The new pulsed dye laser on the block
Syneron-Candela is expected to release its new pulsed dye laser technology, called V-Beam Prima, later this summer, Dr. Ross says.
“That’s a pulsed dye laser similar to what they had before but it has more power, a longer dye life, the option for contact cooling as well as cryogen spray cooling, and bigger spot sizes,” he says. “It’s a hot new visible light technology.”
Dr. Ross and colleagues presented research on the new 595 nm pulsed dye laser in April 2018 at the American Society for Laser Medicine and Surgery annual conference in Dallas. The researchers examined the laser’s role in facial rejuvenation in 13 women and men, ages 51 to 74, with Fitzpatrick skin types I through III. They treated 16 facial lesions, including photodamage, diffuse redness and telangiectasia. Twelve patients had two treatment sessions, performed one month apart; one had three sessions.
They report that 100% of lesions had at least 50% clearance. More than three quarters of lesions cleared 50% to 75%, and 23% had 76% to 100% clearance. More than 90% of patients were satisfied and indicated they would recommend the procedure.

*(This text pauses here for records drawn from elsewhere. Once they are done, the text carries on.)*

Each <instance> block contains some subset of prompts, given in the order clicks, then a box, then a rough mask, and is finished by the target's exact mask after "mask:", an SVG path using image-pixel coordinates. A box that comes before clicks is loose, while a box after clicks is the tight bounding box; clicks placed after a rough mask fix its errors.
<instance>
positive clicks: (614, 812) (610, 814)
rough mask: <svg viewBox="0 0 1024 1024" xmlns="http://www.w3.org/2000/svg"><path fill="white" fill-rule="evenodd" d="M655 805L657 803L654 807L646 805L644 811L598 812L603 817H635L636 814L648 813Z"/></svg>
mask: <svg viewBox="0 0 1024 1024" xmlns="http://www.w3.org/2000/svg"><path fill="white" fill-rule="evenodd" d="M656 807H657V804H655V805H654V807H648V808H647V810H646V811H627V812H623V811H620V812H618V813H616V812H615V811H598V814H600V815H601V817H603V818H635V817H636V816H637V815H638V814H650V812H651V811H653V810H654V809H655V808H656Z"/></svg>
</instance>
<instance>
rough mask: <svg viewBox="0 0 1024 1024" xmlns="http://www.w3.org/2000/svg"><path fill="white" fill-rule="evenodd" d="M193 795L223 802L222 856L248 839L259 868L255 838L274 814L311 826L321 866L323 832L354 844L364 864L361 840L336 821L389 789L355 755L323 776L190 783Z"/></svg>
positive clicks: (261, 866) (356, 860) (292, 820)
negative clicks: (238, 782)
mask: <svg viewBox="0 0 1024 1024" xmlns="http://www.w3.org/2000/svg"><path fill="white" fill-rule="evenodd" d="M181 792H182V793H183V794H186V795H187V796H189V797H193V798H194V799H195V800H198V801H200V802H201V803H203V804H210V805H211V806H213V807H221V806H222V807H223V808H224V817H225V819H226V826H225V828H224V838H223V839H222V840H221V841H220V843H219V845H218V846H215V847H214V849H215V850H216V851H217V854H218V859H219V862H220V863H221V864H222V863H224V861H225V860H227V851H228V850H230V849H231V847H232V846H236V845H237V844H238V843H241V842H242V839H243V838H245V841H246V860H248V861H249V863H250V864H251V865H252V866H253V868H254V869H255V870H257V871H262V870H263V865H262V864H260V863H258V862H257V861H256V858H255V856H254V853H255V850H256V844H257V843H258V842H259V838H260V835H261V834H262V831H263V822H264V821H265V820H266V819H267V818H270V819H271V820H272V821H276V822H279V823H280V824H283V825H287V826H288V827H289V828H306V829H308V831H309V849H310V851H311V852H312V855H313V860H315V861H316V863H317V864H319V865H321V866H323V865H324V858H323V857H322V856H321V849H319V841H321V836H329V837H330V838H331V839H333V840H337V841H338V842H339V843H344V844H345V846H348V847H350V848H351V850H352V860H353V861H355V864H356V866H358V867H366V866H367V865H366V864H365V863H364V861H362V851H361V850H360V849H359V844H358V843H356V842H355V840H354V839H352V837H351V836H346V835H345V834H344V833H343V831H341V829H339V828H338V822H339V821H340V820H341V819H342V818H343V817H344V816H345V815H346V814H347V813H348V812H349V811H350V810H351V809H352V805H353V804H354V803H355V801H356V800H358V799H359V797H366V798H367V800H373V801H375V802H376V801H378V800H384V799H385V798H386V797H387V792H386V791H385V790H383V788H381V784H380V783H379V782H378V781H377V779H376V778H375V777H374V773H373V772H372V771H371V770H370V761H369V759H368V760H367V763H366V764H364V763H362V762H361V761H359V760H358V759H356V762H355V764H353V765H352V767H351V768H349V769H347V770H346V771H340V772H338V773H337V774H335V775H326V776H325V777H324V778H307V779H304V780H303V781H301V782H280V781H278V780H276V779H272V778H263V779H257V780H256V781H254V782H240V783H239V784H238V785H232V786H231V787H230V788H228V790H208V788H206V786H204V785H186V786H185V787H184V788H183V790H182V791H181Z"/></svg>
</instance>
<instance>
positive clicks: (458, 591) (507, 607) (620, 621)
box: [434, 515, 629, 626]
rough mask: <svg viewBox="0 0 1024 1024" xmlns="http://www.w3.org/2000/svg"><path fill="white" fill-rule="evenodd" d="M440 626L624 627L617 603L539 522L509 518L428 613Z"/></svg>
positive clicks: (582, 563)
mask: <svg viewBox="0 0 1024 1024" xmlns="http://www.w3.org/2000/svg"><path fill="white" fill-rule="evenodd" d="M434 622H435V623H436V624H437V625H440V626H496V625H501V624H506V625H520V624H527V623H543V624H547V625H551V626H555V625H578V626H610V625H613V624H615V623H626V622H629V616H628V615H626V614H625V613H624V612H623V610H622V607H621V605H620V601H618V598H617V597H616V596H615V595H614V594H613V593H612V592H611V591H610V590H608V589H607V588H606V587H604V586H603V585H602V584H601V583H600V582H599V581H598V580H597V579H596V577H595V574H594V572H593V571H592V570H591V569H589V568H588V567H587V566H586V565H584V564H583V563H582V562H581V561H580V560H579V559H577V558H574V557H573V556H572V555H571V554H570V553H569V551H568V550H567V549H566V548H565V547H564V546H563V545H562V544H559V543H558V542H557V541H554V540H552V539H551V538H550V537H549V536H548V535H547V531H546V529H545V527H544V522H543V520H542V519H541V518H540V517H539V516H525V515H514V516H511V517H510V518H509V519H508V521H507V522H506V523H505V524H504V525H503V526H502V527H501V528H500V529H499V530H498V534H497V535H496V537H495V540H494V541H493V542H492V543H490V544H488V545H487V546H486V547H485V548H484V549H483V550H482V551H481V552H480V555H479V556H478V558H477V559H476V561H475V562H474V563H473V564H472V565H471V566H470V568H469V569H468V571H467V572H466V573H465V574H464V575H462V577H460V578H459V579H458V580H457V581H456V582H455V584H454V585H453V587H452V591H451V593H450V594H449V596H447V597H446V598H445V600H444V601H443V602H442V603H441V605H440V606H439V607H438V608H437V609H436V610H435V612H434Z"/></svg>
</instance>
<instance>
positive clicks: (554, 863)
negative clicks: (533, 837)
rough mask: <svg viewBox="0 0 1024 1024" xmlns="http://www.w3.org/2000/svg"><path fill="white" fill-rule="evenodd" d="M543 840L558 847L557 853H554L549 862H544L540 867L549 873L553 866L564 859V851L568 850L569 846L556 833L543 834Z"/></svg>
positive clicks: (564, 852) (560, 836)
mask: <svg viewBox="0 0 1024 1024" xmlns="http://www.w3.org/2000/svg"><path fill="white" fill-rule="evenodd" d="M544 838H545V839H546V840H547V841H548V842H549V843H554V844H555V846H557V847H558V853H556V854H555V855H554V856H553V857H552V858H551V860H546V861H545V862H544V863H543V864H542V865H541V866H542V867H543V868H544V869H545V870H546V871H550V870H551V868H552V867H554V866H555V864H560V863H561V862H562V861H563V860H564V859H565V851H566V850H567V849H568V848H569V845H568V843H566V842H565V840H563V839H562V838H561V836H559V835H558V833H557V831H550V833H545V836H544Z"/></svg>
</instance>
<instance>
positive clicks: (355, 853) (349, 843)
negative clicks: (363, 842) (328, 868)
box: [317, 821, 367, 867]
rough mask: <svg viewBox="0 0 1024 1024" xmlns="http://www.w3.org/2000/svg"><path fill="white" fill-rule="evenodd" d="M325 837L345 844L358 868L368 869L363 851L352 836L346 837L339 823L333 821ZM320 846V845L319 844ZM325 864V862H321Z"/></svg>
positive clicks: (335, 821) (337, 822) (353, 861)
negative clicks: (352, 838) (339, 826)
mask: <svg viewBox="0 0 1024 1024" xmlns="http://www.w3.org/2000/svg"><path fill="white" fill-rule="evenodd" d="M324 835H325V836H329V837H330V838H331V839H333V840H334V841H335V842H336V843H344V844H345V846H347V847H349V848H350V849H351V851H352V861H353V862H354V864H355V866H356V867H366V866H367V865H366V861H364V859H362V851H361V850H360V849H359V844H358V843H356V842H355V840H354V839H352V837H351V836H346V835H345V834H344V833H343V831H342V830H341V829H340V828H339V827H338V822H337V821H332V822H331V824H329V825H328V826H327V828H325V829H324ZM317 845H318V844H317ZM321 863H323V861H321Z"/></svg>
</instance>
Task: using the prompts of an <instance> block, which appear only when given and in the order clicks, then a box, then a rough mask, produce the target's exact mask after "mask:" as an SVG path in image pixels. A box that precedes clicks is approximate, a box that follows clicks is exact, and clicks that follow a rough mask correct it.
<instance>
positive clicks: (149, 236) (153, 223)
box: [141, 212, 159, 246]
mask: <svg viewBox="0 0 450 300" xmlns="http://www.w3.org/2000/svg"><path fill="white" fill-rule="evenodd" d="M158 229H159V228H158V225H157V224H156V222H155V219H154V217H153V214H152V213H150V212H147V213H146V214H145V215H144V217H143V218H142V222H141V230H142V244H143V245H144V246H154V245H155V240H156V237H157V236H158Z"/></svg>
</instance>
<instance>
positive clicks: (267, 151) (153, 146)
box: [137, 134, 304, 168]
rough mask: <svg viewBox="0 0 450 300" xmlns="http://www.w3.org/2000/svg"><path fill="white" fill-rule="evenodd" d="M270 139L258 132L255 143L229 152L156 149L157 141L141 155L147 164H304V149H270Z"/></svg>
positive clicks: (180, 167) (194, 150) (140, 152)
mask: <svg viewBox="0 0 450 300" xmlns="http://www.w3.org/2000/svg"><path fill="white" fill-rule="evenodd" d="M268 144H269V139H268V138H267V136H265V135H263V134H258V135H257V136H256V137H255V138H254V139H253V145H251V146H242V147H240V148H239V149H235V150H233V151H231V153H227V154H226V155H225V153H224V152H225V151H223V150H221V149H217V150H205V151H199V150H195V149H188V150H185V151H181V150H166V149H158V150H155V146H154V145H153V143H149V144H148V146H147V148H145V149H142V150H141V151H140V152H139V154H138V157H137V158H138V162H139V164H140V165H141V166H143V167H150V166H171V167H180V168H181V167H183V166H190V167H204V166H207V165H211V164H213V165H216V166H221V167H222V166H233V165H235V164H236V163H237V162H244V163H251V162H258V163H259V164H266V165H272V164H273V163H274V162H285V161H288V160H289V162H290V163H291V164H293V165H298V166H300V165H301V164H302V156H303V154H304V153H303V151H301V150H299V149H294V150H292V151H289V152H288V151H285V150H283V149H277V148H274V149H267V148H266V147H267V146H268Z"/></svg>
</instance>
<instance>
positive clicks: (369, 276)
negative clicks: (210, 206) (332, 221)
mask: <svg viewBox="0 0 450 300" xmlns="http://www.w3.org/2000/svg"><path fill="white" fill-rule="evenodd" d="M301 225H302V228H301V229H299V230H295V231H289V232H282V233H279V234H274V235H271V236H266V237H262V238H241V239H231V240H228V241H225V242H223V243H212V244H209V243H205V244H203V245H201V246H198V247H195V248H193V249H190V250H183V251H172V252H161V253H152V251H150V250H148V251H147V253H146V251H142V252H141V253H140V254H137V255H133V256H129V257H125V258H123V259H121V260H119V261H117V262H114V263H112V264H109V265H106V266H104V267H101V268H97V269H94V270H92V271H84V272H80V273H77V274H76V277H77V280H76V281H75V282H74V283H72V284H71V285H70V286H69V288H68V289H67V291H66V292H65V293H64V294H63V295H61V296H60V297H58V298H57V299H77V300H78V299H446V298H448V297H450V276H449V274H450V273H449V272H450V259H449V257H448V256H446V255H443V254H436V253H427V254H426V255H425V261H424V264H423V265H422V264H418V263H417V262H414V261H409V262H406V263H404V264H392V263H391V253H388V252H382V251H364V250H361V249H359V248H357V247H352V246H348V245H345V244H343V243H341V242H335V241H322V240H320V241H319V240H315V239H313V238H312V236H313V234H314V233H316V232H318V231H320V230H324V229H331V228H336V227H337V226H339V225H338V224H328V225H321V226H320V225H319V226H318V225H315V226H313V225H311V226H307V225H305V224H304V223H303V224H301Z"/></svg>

They found that while they had applied lidocaine cream before treatments, mean discomfort during treatment was 4.7, on a scale of zero to 10. Immediate responses post-treatment included mild to moderate erythema in all patients and mild edema in 89%. The researchers also noted mild cold sores and moderate crusting post treatment.
Disclosure: Dr. Ross reports receiving research support from Lutronic, Candela and Lumenis.